Activities for the work team

Goals

Set up discussions to foster reflection, as a work team, about educational practices for a gender-equal education.
Activities for the work team

Brief description of the issue

Changing educational practices can be difficult, especially if we are trying to do it on our own. To initiate the process with our work team can be easier and definitely more motivating. Here are a few activities you can do with your colleagues to make sure your work environment is free from gender stereotypes and contributes to gender equality in a culturally-respectful way.

Our own practices

Here are a few questions to discuss with your team:

  1. What are the endearing words you use with children? Are they different according to their gender? Do they seem connoted or neutral?
  2. During meals, how are children placed around the table? Who is served first? Who is helped? With whom are you interacting?
  3. In your daily practices, do you tend to give more importance to girls’ appearance than to boys’?
  4. Do you feel that you are depriving boys from some caring activities you do with girls (for example, doing their hair, comforting them when they are crying, etc.)?
  5. Do you sometimes think that children’s clothes limit their possibilities in terms of games and movements, especially when exploring outside?
  6. When children are arguing, is there normally an intervention from an adult? If not, how is the conflict resolved and in favour of whom? To whom do we ask to accommodate? How do children react in a conflict (surrender, accommodate, resist)?
  7. When a child hurts him or herself, who are we comforting the most? To whom are we telling not to cry? What are the words used to comfort the child?

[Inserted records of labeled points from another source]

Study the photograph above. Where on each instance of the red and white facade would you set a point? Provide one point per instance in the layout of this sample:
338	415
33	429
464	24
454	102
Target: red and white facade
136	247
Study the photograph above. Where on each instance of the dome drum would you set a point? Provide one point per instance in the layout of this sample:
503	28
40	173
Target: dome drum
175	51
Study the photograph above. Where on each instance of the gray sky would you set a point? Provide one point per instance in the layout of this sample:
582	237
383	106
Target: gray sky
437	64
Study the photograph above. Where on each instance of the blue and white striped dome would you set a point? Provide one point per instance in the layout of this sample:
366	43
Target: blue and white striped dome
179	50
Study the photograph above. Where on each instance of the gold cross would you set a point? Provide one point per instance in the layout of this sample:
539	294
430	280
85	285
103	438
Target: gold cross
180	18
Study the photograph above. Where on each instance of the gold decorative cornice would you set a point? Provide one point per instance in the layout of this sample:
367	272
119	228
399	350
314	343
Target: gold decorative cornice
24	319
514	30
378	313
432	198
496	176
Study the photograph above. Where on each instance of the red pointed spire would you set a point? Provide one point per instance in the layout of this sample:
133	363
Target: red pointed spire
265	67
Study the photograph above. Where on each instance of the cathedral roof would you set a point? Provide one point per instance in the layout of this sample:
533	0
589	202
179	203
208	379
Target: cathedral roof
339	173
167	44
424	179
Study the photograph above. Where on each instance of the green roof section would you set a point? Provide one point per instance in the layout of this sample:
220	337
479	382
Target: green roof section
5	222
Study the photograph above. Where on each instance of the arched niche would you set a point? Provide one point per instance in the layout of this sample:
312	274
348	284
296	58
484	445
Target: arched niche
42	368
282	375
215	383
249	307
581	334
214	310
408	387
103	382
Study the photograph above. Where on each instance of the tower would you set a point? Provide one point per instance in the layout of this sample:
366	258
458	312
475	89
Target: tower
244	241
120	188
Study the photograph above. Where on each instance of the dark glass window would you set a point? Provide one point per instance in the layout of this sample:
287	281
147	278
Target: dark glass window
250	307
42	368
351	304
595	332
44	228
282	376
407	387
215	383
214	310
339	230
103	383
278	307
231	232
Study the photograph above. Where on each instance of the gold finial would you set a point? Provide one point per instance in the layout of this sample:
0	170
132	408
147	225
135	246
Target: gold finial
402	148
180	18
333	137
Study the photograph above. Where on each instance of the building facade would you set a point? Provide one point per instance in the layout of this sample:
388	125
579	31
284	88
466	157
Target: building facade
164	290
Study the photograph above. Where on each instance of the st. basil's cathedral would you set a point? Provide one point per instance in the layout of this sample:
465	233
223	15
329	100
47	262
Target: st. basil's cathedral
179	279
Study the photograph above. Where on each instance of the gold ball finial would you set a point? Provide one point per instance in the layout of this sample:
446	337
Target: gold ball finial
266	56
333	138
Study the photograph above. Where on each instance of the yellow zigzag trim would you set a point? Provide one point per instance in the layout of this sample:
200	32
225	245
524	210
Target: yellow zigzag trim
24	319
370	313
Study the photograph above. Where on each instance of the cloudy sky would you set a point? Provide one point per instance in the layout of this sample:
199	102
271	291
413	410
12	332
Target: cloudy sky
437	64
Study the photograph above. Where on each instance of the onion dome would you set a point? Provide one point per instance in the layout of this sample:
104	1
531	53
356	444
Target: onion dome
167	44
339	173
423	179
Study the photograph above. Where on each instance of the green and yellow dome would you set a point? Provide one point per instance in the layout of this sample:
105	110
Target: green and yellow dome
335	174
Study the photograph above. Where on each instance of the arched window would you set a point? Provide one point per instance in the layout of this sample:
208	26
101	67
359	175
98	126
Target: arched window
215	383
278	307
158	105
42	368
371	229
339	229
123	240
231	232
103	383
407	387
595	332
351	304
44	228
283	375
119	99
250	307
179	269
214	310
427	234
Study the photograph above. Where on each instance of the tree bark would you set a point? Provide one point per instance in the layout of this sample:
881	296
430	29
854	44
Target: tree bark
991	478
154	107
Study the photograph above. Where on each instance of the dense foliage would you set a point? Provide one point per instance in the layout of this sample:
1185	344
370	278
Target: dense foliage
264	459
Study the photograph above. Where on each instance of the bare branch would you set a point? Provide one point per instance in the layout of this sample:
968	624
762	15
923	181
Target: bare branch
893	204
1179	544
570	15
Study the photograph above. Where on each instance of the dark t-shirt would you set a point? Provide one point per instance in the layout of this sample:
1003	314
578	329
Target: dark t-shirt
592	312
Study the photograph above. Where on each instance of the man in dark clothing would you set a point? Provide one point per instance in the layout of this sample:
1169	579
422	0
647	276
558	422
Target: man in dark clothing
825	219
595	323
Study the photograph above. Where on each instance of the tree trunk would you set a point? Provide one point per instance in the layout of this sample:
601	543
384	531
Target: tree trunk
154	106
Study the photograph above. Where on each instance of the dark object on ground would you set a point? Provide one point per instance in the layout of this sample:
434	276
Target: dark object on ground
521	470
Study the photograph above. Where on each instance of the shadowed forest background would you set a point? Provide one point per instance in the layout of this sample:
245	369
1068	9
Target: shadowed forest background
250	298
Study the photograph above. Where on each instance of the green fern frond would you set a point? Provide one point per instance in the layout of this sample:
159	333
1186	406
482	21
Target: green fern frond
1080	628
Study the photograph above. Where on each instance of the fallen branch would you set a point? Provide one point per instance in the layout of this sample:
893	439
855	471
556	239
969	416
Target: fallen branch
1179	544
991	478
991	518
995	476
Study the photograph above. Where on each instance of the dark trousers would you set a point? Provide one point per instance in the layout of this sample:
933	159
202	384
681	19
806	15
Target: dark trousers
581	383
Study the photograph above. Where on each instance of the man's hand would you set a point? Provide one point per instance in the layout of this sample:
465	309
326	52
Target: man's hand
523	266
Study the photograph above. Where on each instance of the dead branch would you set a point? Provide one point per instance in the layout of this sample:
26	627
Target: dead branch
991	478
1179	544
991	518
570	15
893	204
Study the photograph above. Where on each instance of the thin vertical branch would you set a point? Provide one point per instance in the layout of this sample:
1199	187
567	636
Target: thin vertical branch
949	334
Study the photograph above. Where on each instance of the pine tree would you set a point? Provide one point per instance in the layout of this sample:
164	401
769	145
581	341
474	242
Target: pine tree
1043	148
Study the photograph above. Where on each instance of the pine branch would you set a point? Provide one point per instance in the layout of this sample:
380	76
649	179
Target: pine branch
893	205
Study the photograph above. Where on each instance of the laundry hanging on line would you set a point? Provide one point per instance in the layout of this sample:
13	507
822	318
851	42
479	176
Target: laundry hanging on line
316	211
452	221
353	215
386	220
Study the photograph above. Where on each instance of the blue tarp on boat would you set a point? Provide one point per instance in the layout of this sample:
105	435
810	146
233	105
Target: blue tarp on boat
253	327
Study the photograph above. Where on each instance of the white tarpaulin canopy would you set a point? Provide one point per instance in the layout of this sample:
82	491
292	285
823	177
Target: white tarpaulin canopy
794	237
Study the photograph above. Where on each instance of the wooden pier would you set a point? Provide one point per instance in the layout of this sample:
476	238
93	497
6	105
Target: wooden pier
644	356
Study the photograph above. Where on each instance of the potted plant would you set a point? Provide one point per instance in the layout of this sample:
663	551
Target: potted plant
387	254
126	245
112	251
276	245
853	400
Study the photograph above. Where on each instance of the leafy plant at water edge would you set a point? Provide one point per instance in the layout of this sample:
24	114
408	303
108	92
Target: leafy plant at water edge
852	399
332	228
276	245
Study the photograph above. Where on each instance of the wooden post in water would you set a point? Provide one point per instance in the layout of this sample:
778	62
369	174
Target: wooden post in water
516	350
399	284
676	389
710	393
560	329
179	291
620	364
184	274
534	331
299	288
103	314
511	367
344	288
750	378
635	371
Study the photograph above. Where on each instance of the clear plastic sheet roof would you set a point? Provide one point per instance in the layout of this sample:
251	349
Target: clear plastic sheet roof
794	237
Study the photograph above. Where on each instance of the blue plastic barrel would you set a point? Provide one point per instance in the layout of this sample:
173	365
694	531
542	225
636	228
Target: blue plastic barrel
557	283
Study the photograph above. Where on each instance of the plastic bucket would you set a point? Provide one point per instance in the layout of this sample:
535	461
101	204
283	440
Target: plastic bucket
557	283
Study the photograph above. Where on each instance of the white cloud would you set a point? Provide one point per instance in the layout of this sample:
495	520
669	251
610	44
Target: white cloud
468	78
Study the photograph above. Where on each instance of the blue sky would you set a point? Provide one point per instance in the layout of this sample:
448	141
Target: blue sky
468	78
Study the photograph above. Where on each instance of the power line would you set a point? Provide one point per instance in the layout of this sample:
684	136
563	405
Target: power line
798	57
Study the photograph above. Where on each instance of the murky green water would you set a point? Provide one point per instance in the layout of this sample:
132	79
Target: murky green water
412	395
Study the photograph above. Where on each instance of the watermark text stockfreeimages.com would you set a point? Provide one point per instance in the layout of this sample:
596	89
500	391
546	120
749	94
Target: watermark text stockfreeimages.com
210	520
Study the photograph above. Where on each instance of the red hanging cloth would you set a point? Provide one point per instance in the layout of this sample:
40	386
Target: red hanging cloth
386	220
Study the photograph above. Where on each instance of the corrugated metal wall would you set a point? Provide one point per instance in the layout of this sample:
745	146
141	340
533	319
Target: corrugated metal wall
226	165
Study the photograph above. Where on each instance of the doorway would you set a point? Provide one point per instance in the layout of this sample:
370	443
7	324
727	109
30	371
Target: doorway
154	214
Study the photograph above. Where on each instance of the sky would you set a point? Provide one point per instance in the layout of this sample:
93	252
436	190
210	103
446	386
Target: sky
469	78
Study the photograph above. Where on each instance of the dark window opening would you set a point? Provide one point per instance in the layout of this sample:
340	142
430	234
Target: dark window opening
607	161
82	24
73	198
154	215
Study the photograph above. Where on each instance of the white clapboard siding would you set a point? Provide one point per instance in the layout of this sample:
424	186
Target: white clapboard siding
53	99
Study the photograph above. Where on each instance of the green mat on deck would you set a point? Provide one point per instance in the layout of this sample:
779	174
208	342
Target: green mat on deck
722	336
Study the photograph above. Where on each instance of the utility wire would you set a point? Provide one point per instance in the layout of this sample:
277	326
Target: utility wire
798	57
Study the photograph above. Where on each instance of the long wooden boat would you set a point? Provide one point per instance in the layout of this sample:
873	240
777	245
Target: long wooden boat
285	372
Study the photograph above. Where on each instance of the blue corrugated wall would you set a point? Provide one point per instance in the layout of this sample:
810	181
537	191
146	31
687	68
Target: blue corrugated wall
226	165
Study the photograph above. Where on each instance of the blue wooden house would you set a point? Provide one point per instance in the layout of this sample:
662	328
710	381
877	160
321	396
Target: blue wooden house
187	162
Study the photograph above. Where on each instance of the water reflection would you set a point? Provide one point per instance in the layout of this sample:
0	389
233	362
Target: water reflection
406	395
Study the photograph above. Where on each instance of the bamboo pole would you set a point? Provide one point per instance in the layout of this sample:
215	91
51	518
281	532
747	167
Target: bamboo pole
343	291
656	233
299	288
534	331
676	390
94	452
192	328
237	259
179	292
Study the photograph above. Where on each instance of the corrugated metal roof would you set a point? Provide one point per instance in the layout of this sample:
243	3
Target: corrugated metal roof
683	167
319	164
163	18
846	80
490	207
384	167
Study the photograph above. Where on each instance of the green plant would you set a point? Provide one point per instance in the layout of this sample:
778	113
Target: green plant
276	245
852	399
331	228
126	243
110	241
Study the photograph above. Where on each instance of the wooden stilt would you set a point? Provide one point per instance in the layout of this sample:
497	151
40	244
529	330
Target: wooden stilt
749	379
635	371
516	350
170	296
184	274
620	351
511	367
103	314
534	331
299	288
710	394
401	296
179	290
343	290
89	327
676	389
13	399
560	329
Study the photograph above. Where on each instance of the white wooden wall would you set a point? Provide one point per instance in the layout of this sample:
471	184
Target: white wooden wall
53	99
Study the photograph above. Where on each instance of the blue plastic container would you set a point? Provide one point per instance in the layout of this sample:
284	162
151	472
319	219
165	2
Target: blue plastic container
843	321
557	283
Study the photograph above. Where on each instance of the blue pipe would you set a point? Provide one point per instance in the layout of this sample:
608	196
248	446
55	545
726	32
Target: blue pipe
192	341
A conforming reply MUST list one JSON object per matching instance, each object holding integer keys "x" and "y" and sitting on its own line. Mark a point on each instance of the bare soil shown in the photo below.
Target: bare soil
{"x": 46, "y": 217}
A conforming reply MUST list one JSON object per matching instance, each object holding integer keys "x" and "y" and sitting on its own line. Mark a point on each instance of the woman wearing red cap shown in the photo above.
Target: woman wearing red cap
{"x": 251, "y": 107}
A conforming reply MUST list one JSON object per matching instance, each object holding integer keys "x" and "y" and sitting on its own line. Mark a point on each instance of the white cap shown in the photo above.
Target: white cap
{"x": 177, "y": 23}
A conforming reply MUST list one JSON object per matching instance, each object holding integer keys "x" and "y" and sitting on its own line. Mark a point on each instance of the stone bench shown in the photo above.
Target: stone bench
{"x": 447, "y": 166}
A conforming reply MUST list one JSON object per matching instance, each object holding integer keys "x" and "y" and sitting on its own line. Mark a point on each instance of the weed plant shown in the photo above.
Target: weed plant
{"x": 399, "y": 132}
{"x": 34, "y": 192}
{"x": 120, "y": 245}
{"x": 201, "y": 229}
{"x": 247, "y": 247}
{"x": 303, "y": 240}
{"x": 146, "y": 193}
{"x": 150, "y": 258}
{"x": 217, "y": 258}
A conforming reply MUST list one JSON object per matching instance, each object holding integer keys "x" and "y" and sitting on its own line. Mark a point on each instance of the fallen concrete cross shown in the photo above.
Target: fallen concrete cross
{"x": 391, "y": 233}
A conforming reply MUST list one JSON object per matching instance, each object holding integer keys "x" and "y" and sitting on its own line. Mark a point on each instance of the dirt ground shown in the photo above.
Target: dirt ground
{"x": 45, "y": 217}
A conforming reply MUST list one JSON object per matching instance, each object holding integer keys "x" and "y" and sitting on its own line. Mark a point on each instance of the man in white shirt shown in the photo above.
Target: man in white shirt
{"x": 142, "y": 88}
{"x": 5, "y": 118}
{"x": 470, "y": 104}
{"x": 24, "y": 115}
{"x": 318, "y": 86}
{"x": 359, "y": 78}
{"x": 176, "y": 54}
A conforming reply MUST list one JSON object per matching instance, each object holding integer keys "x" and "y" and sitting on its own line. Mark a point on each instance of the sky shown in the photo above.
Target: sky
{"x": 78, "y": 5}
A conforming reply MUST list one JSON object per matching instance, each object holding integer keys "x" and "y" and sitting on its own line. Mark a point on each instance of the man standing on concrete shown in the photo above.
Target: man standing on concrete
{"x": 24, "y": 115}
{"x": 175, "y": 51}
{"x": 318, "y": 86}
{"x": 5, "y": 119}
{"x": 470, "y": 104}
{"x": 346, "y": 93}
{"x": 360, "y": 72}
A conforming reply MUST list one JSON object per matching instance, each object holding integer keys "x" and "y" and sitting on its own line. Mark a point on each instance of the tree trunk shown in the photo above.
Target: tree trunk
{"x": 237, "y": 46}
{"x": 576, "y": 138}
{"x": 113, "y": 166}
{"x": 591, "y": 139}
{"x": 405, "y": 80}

Classify activities and toys

To assess the presence of gender and colonial stereotypes within the toys, activities proposed and other educational materials used in your early childhood center, we are inviting you to complete an inventory of the themes, games, toys and activities in place, identifying those that are stereotypical (for example, superhero-themed week, pink plates and pots or a Pocahontas book) and those that are supportive of diversity and equality (for example, fall-themed week, water play area, a book about animals from Mi’gma’gi). You will then be able to make sure more easily that there is a variety of toys that are accessible and used by all children. Once it’s done, we are inviting you to answer, as a team, to the following questions:

  1. Among the themes and toys proposed to children in your early childhood learning center, which ones seem stereotypical? Which ones seem to support the most gender equality and cultural pride?
  2. When at your centre, do children tend to gather with same gender kids? If so, what can be causing this situation?
  3. In which spaces of your centre do you see boys and girls playing together the most? Does the arrangement of the place encourage interactions between boys and girls?
  4. What are the games or toys engaging boys and girls together the most? On the opposite, what are the ones creating unhealthy competitive interactions between boys and girls?
  5. Do you have recommendations to encourage diversity, collaboration and cooperation between children?
  6. How do you react when you see exclusionary practices between children (for example, a group of boys tells a girl she can’t play hockey with them because she is a girl)?

References

Ducret, V. & Nanjoud, B. (2015). Guide d’observation des comportements des professionnel-le-s de la petite enfance envers les filles et les garçons, 2e édition, Le 2e Observatoire. http://www.2e-observatoire.com/downloads/poupee_guide_interieur_simple_web.pdf

Secrétariat à la condition féminine (2011). D’égal(e) à égaux: pour la promotion de rapports égalitaires entre filles et garçons dans les services de garde éducatifs. Québec: Ministère de la Culture, des Communications et de la Condition féminine.